Grade 4 CRS was reported in 22 (3%) patients of the 804 patients who developed some degree of CRS. Two studies did not report information about the occurrence of Grade 4 CRS. In eight studies, there were no cases of Grade 4 CRS. The highest frequencies of Grade 4 CRS were observed in the studies by Locke et al.17 (14%), Goto et al.20 (11%), Kato et al.15 (8%) and Schuster et al. (8%).11

Only one study recorded death as a result of CRS, with 2% of CRS-associated deaths, that is, 0.25% of the 804 patients who developed some degree of CRS.

The mean time of onset of CRS symptoms ranged from 0.63 to 5 days, with a median of three days. The greatest variation was found in the study by Abramson et al.13 who recorded a range of 1–14 days. Two studies did not report information on the time of symptom onset. The mean duration of CRS ranged from 4 to 16.5 days, with a median of six days. The greatest variation was recorded by Ying et al.16, where the time to solve CRS ranged from 1 to 118 days. Three studies reported no information on the duration of CRS.

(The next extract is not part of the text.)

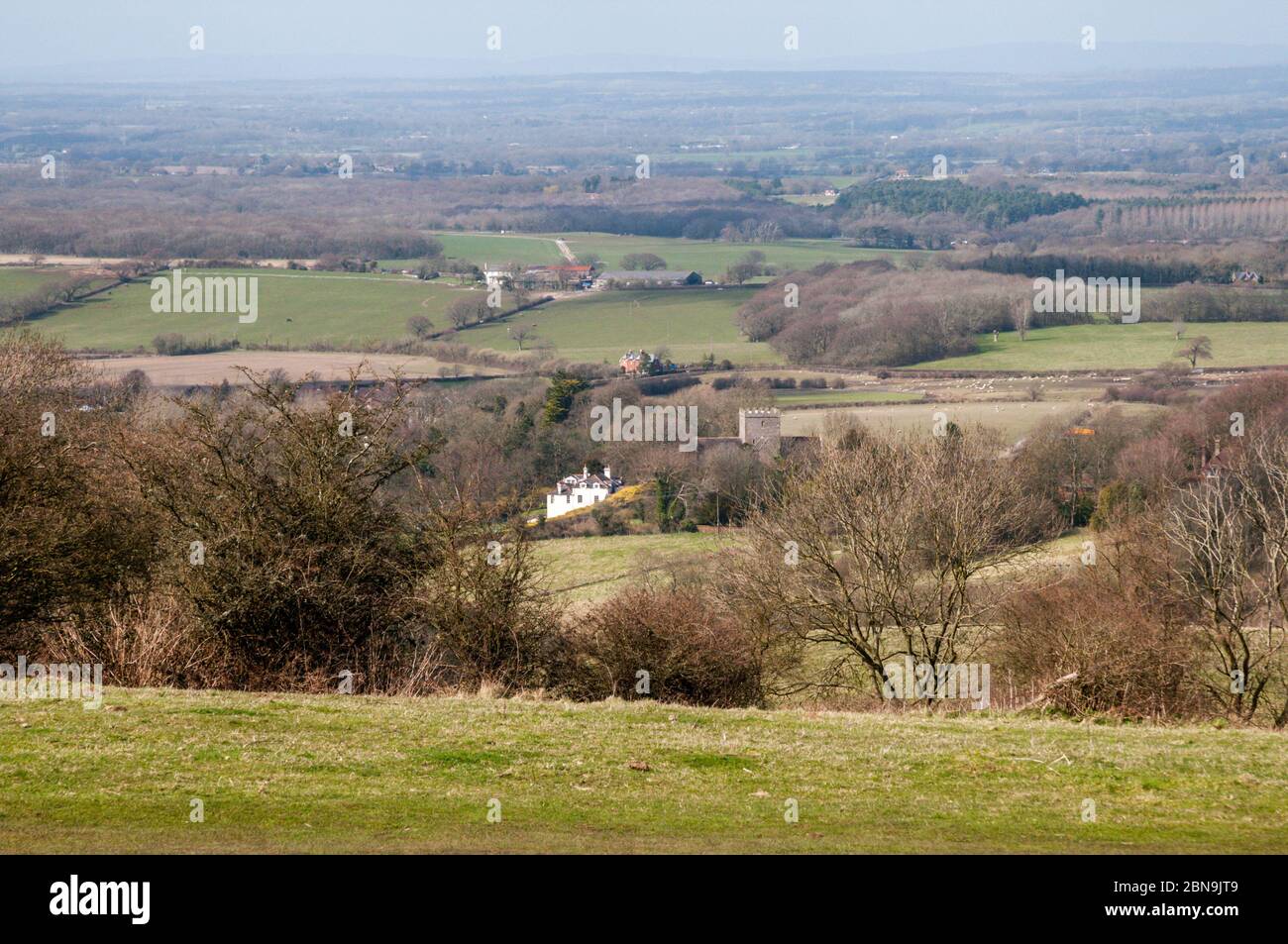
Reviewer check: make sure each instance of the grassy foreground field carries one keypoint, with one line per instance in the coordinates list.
(1113, 347)
(294, 308)
(349, 773)
(603, 326)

The regimen employed for the management of CRS was based on the use of tocilizumab and/or glucocorticoids in 14 studies, two studies used glucocorticoids only, one study used tocilizumab only, and one other study reported using monotherapy or combination therapy with tocilizumab, infliximab, etanercept, and glucocorticoids. One study did not report the therapeutic regimen employed.

Discussion

Our analysis shows that most patients develop CRS (mean frequency 72%), but only 10% and 3% evolve with Grade 3 or 4 CRS, respectively. Hernani et al.30 presented similar data when they reported that CRS affects from 42 to 93% of CD19 with severe (Grade ≥ 3) CRS in 2–22%.

Analyzing the data obtained in this review there seems to be no correlation between the average age of patients and the development of CRS. An even more curious finding was that the study by Sehgal et al.26, which only enrolled over 70-year-old patients, reported the lowest frequency of CRS of all the included studies. These findings differ from the results of Locke et al.31 who found that older patients with DLBCL had a higher risk of CRS or neurotoxicity syndrome when treated with axicabtagene ciloleucel.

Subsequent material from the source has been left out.